Georgetown is a neighborhood known for its history. The name of one of its restaurants pays homage to the year of Georgetown University’s founding. Plaques and signs designate historic parks and homes.
Attending Georgetown University for four years certainly made me aware of that history. It is impossible to graduate without reflexively knowing the importance of the year 1789 and without having at least a cursory understanding of John Carroll’s role in the school’s founding.
For a long time, that was what I thought of Georgetown — the events and people of years ago, our neighborhood a symbol of the importance of Washington, D.C., to this nation in the past.
But after time spent on M Street or Wisconsin Avenue, in the shops and among the people beyond the university, I began to see Georgetown’s contemporary story.

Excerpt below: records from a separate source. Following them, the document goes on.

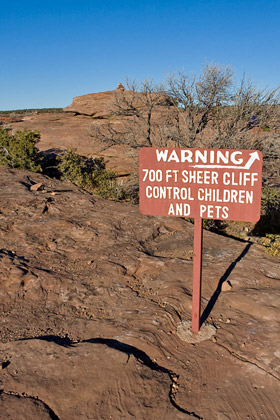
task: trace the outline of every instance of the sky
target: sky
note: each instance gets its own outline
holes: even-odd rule
[[[0,0],[0,110],[231,66],[280,85],[280,0]]]

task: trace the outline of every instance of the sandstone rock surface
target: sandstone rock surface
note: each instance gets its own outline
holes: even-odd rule
[[[137,151],[121,145],[104,148],[104,144],[93,134],[104,124],[105,120],[69,112],[33,115],[29,120],[9,126],[13,130],[38,130],[41,139],[37,146],[41,151],[59,153],[73,148],[84,156],[104,157],[107,167],[120,175],[137,172]]]
[[[112,114],[114,98],[114,90],[76,96],[73,98],[72,104],[65,107],[64,111],[94,118],[107,118]]]
[[[190,223],[26,171],[0,187],[1,420],[280,417],[279,260],[205,232],[216,333],[187,343]]]
[[[88,115],[93,118],[109,118],[117,111],[116,103],[123,98],[123,95],[120,95],[120,91],[126,91],[121,83],[118,84],[115,90],[76,96],[73,98],[72,104],[65,107],[64,111]],[[142,108],[146,103],[146,96],[142,92],[126,92],[128,94],[126,100],[130,101],[133,98],[133,105],[137,108]],[[156,93],[151,93],[150,97],[154,97],[154,101],[159,108],[171,106],[171,101],[167,95],[162,94],[158,97]]]
[[[135,109],[141,110],[141,117],[133,116],[133,112],[119,113],[116,97],[122,105],[126,100],[128,103],[132,101]],[[133,183],[138,173],[138,147],[149,145],[146,141],[146,105],[149,100],[153,102],[149,127],[152,137],[157,139],[158,145],[176,146],[180,136],[178,122],[181,133],[187,126],[184,116],[180,115],[170,98],[156,93],[145,98],[143,92],[125,90],[122,84],[112,91],[77,96],[71,105],[64,108],[64,113],[34,113],[26,117],[19,116],[19,120],[3,117],[1,121],[13,130],[38,130],[41,133],[38,147],[46,153],[59,153],[74,148],[81,155],[104,157],[107,167],[118,172],[124,183]],[[208,127],[201,139],[197,139],[198,147],[201,146],[201,140],[202,144],[207,144],[214,135],[212,131]],[[279,185],[274,163],[266,165],[265,178],[271,181],[273,177],[273,184]]]

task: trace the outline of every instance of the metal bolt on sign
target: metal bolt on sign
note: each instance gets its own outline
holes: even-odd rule
[[[192,331],[200,329],[203,219],[257,222],[262,154],[257,150],[144,147],[140,211],[194,218]]]

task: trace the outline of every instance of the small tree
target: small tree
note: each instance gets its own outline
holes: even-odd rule
[[[178,113],[170,136],[179,146],[203,143],[203,134],[213,121],[215,110],[225,107],[231,98],[232,77],[228,67],[217,65],[206,66],[199,78],[183,72],[169,77],[167,93]]]
[[[260,147],[268,132],[277,133],[279,111],[278,89],[259,90],[243,78],[234,86],[227,106],[215,109],[212,141],[220,147]]]
[[[37,131],[11,131],[0,128],[0,164],[11,168],[41,171],[42,157],[36,144],[40,140]]]
[[[265,168],[279,175],[279,88],[258,89],[233,76],[217,65],[206,66],[199,78],[171,76],[167,92],[178,114],[170,138],[180,147],[258,149]]]
[[[94,137],[105,148],[210,147],[261,150],[279,172],[279,89],[234,80],[229,67],[207,65],[199,76],[171,75],[163,85],[127,83],[117,89],[113,117]]]
[[[228,67],[207,65],[199,78],[184,73],[169,78],[168,93],[180,116],[180,130],[174,133],[181,146],[248,148],[267,130],[277,130],[279,89],[257,89],[245,77],[235,83],[233,75]]]

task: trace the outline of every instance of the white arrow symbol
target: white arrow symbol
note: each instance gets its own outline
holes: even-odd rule
[[[248,160],[248,162],[246,163],[246,165],[244,166],[244,169],[250,169],[252,164],[255,162],[255,160],[260,160],[259,154],[258,152],[253,152],[250,153],[250,159]]]
[[[226,168],[226,169],[250,169],[255,160],[260,160],[258,152],[250,153],[250,159],[246,163],[245,166],[230,166],[230,165],[190,165],[192,168],[212,168],[212,169],[219,169],[219,168]]]

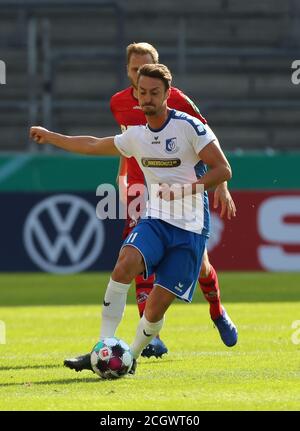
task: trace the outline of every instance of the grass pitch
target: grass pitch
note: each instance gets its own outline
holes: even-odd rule
[[[197,291],[193,304],[175,302],[167,313],[168,355],[141,358],[135,376],[102,381],[62,363],[97,341],[108,278],[0,276],[0,410],[299,410],[300,331],[292,324],[300,321],[300,274],[220,274],[237,346],[223,345]],[[137,322],[132,287],[117,336],[130,343]]]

There are the people who arrived in Georgetown from other countries, whose dreams of success have come true with the opening of their own businesses. There are the career politicians who come home to Georgetown at the end of the day, experiencing the peacefulness of the tree-lined streets (sometimes shaken by the whoops and yells of college students living next door).

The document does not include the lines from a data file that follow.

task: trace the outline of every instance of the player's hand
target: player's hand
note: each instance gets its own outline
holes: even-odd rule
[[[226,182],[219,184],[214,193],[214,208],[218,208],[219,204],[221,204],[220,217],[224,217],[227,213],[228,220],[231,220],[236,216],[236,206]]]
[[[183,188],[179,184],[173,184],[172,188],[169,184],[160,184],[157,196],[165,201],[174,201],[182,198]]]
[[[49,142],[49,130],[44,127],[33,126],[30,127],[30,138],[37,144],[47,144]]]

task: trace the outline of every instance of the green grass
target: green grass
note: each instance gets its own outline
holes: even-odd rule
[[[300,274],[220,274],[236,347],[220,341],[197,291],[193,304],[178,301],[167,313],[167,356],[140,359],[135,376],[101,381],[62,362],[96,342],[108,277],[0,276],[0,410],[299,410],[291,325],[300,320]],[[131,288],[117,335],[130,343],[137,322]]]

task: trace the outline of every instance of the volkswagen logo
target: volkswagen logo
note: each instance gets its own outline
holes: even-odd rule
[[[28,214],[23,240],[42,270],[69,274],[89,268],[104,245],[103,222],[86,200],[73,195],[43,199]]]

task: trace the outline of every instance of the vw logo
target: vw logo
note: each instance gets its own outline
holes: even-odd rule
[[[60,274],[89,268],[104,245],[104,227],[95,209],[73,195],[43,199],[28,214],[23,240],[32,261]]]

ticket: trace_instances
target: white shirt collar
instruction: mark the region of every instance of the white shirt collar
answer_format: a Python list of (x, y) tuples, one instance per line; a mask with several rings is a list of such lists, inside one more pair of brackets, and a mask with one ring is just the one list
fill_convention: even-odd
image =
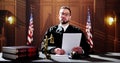
[(63, 27), (64, 31), (66, 31), (66, 29), (68, 28), (69, 24), (66, 24), (66, 25), (59, 24), (58, 26)]

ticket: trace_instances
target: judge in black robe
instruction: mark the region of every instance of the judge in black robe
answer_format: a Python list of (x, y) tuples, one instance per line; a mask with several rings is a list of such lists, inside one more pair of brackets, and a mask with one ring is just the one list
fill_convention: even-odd
[[(48, 41), (48, 53), (59, 54), (60, 52), (60, 55), (64, 54), (64, 52), (61, 52), (64, 51), (61, 49), (63, 33), (82, 33), (81, 43), (80, 46), (77, 47), (77, 49), (78, 52), (82, 51), (84, 55), (89, 55), (90, 45), (87, 43), (87, 39), (84, 33), (82, 32), (82, 30), (80, 30), (80, 28), (70, 25), (70, 19), (70, 8), (66, 6), (61, 7), (59, 11), (60, 24), (50, 27), (45, 33), (45, 36), (47, 36), (48, 38), (50, 38), (51, 34), (54, 37), (54, 43)], [(59, 48), (59, 50), (56, 50), (57, 48)], [(73, 49), (76, 50), (76, 48)], [(42, 51), (43, 50), (44, 49), (42, 48)]]
[[(84, 33), (77, 27), (69, 25), (66, 31), (63, 30), (61, 26), (53, 26), (46, 32), (45, 36), (50, 37), (52, 34), (54, 37), (54, 43), (48, 42), (48, 49), (49, 53), (54, 53), (55, 48), (61, 48), (62, 47), (62, 37), (63, 33), (82, 33), (81, 43), (80, 46), (82, 47), (84, 54), (89, 54), (90, 45), (87, 43), (87, 39), (84, 35)], [(50, 48), (49, 48), (50, 47)]]

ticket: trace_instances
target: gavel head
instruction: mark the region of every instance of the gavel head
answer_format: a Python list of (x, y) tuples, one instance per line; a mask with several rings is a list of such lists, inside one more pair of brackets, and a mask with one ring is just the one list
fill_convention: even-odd
[(72, 51), (69, 58), (70, 59), (82, 59), (82, 58), (84, 58), (84, 55), (80, 54), (80, 53), (78, 53), (76, 51)]
[(78, 54), (78, 52), (72, 51), (71, 52), (71, 58), (72, 59), (79, 59), (81, 54)]

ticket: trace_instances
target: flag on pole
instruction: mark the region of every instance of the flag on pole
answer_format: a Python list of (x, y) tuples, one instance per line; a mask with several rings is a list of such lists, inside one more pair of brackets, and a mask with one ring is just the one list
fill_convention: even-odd
[(92, 28), (91, 28), (90, 10), (88, 8), (86, 34), (87, 34), (87, 42), (90, 44), (90, 47), (93, 48), (93, 41), (92, 41), (92, 33), (91, 32), (92, 32)]
[(30, 20), (29, 20), (29, 28), (28, 28), (28, 35), (27, 35), (27, 45), (31, 45), (33, 42), (33, 14), (30, 14)]

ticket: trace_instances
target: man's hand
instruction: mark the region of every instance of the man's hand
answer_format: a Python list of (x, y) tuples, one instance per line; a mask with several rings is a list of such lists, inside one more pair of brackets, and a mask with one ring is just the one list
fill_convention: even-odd
[(59, 55), (65, 54), (65, 51), (64, 51), (63, 49), (61, 49), (61, 48), (56, 48), (56, 49), (54, 49), (54, 52), (55, 52), (56, 54), (59, 54)]
[(82, 47), (74, 47), (72, 49), (72, 52), (76, 52), (78, 54), (83, 54), (83, 49), (82, 49)]

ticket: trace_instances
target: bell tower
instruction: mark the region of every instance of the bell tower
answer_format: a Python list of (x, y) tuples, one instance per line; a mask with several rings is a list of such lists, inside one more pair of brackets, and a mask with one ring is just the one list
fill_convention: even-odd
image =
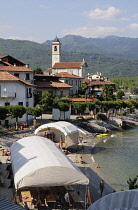
[(52, 67), (55, 63), (60, 63), (60, 57), (61, 57), (61, 43), (59, 39), (56, 38), (52, 42)]

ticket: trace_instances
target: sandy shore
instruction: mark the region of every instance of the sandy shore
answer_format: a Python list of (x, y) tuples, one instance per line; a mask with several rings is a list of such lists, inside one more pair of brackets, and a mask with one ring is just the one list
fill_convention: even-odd
[[(90, 192), (93, 202), (101, 198), (100, 196), (100, 181), (103, 179), (105, 182), (105, 189), (103, 196), (108, 195), (114, 192), (114, 189), (107, 183), (106, 178), (102, 176), (100, 168), (97, 168), (97, 163), (95, 162), (94, 155), (92, 151), (96, 144), (100, 141), (98, 138), (89, 137), (86, 138), (86, 143), (82, 144), (82, 149), (76, 154), (69, 154), (68, 156), (72, 159), (73, 162), (80, 168), (80, 170), (89, 178), (90, 180)], [(79, 163), (80, 156), (85, 160), (85, 164)]]

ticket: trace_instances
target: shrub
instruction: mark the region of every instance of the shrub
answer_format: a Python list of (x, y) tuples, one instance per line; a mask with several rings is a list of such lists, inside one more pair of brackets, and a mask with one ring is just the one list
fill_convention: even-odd
[(120, 115), (120, 116), (126, 116), (127, 111), (120, 111), (117, 114)]
[(97, 120), (106, 121), (107, 120), (107, 116), (105, 114), (99, 112), (99, 113), (96, 114), (96, 119)]
[(9, 128), (9, 130), (15, 131), (16, 128), (15, 128), (15, 126), (12, 126), (12, 127)]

Now more than ever, all these people are connecting the past with the present. Famous sites like Tudor Place and Oak Hill Cemetery come alive again with new visitors, tourists and locals. Every spring, the Georgetown House Tour showcases homes with historic significance that are now significant for their contemporary residents.

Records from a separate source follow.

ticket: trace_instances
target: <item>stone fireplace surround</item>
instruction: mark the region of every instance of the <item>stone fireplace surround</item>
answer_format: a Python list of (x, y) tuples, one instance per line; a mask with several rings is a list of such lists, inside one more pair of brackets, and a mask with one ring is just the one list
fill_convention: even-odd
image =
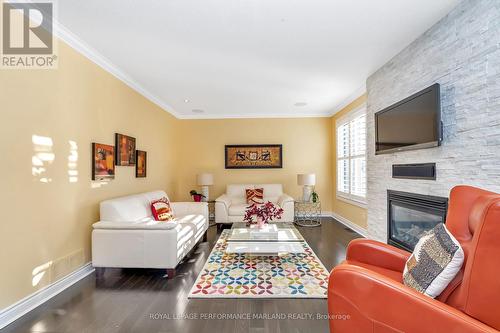
[[(448, 197), (500, 192), (500, 4), (465, 0), (367, 80), (368, 236), (387, 240), (387, 190)], [(375, 155), (374, 113), (441, 84), (440, 147)], [(436, 180), (392, 178), (392, 164), (435, 162)]]

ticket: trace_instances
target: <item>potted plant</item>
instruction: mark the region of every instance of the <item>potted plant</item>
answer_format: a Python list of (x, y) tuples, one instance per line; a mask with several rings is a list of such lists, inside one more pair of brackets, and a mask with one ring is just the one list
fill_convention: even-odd
[[(247, 227), (257, 224), (259, 228), (262, 228), (269, 221), (280, 219), (283, 216), (283, 212), (283, 208), (276, 207), (270, 201), (263, 205), (253, 204), (247, 207), (243, 221), (247, 223)], [(254, 216), (256, 217), (255, 220)]]
[(311, 198), (312, 198), (312, 202), (314, 202), (314, 203), (318, 202), (318, 200), (319, 200), (318, 193), (316, 193), (316, 191), (313, 191), (313, 193), (311, 193)]
[(189, 191), (189, 194), (191, 194), (195, 202), (201, 202), (201, 199), (205, 197), (203, 194), (198, 193), (195, 190)]

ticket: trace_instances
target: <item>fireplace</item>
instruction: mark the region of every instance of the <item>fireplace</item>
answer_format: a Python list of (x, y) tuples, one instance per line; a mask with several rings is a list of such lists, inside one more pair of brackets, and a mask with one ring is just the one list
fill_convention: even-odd
[(387, 190), (387, 243), (413, 251), (423, 232), (444, 223), (448, 198)]

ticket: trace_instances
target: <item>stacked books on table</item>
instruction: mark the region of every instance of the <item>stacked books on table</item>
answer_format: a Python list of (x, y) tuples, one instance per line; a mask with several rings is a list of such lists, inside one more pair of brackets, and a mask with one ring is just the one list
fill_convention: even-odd
[(275, 224), (266, 224), (263, 227), (258, 225), (250, 226), (251, 239), (273, 239), (278, 238), (278, 227)]

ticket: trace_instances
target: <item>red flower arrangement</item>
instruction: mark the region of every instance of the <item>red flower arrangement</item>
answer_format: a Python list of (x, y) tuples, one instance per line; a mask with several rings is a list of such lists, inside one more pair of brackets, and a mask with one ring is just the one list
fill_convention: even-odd
[[(247, 226), (251, 224), (265, 224), (273, 219), (280, 219), (283, 216), (283, 212), (283, 208), (277, 207), (270, 201), (263, 205), (253, 204), (247, 207), (243, 221), (247, 223)], [(257, 221), (254, 221), (254, 216), (257, 217)]]

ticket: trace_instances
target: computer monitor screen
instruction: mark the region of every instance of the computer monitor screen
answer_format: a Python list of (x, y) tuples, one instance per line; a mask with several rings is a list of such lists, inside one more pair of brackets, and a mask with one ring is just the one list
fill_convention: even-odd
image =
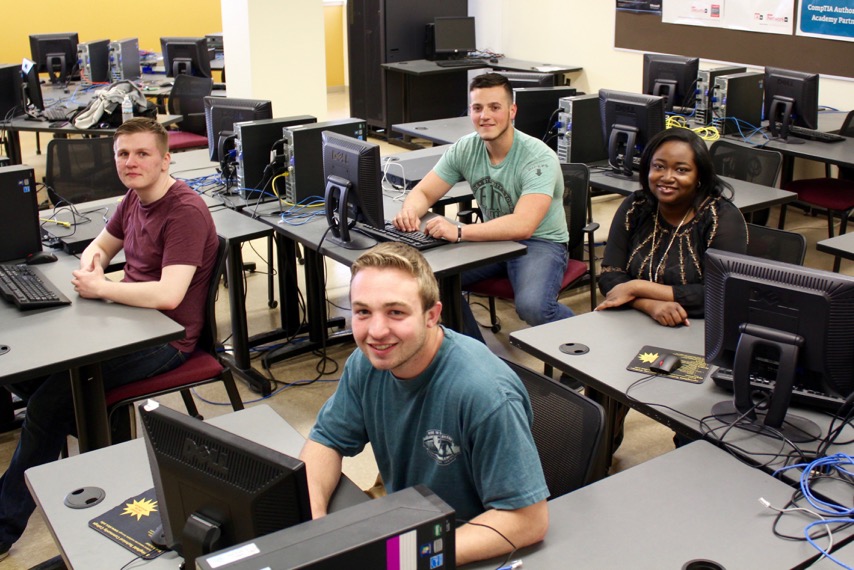
[(322, 141), (328, 239), (347, 249), (373, 247), (375, 240), (350, 230), (356, 222), (385, 224), (380, 147), (332, 131), (323, 131)]
[(643, 54), (643, 92), (666, 97), (666, 111), (692, 107), (700, 59), (679, 55)]
[(30, 55), (38, 73), (48, 73), (51, 83), (68, 83), (77, 74), (77, 32), (30, 34)]
[(787, 139), (791, 125), (817, 129), (818, 74), (766, 67), (763, 110), (775, 138)]
[(160, 51), (167, 77), (182, 73), (211, 76), (211, 56), (206, 38), (160, 38)]
[(27, 110), (44, 111), (44, 97), (42, 97), (38, 66), (27, 58), (24, 58), (21, 63), (21, 78), (24, 86), (24, 106), (27, 107)]
[(664, 98), (600, 89), (599, 113), (612, 169), (609, 174), (632, 177), (646, 142), (664, 130)]
[(470, 51), (477, 51), (474, 18), (471, 16), (434, 18), (433, 34), (436, 55), (440, 58), (465, 56)]
[(166, 544), (185, 568), (311, 520), (301, 461), (153, 400), (139, 412)]
[(24, 111), (21, 66), (0, 65), (0, 121)]
[(223, 162), (234, 149), (234, 123), (273, 118), (273, 103), (264, 99), (205, 97), (205, 125), (212, 161)]
[(555, 130), (562, 97), (575, 95), (575, 88), (560, 87), (522, 87), (513, 89), (516, 102), (516, 118), (513, 126), (527, 135), (546, 141), (552, 149), (557, 148)]
[(520, 87), (554, 87), (557, 77), (554, 73), (539, 71), (505, 71), (501, 69), (494, 73), (506, 77), (510, 81), (510, 87), (513, 89)]
[[(715, 415), (748, 414), (757, 431), (792, 441), (815, 437), (814, 424), (786, 411), (793, 386), (854, 391), (854, 277), (710, 249), (705, 294), (706, 360), (732, 369), (735, 393)], [(750, 375), (774, 380), (767, 409), (752, 410)]]

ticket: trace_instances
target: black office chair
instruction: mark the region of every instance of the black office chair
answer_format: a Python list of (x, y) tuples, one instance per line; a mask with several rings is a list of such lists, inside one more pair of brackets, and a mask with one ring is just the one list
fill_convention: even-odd
[[(783, 155), (775, 150), (747, 147), (730, 141), (717, 140), (709, 148), (715, 172), (737, 180), (776, 187), (780, 180)], [(768, 209), (750, 214), (750, 220), (765, 225)]]
[[(584, 164), (561, 164), (563, 171), (563, 210), (569, 232), (569, 261), (561, 279), (560, 292), (580, 285), (590, 285), (590, 310), (596, 308), (596, 255), (593, 232), (599, 229), (596, 222), (587, 223), (587, 196), (590, 171)], [(585, 261), (585, 245), (586, 257)], [(470, 293), (489, 297), (489, 317), (492, 332), (501, 330), (496, 313), (495, 298), (513, 300), (515, 294), (510, 279), (499, 277), (484, 279), (470, 285)]]
[(208, 147), (204, 101), (212, 89), (209, 77), (182, 74), (175, 78), (166, 109), (170, 115), (181, 115), (181, 122), (168, 131), (170, 151)]
[(47, 144), (47, 194), (54, 206), (124, 196), (113, 137), (52, 139)]
[(519, 375), (534, 411), (532, 434), (549, 499), (601, 479), (597, 461), (602, 453), (605, 410), (591, 400), (533, 370), (504, 360)]
[(747, 224), (747, 255), (803, 265), (807, 238), (768, 226)]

There, too, is history that for a long time has been untouched. Only last year, Georgetown University began making important connections with its past, exploring the impact the Jesuit sale of slaves had on the school and the community and trying to decide how to address that part of its — and our — history.
Over the four years I spent here, Georgetown developed in my mind from simply a place “with a lot of history” into a neighborhood of people trying to connect with and understand how that affects us now.
Moving back to Southern California, I miss having the past, the good and the bad, as a stalwart foundation for the identity of where I live. That made Georgetown more than just a geographical area for me. It became a place of mystery, a place where people want to explore and discover how people lived before them, how that shaped where they are now.
Because of that, this neighborhood and Washington, D.C., are constantly alive with a vibrancy you’d be hard-pressed to find elsewhere, fueled by its past and evolving through the people of the present.
Figuring that out is what made my four years here — at school and living in Georgetown — so uniquely valuable.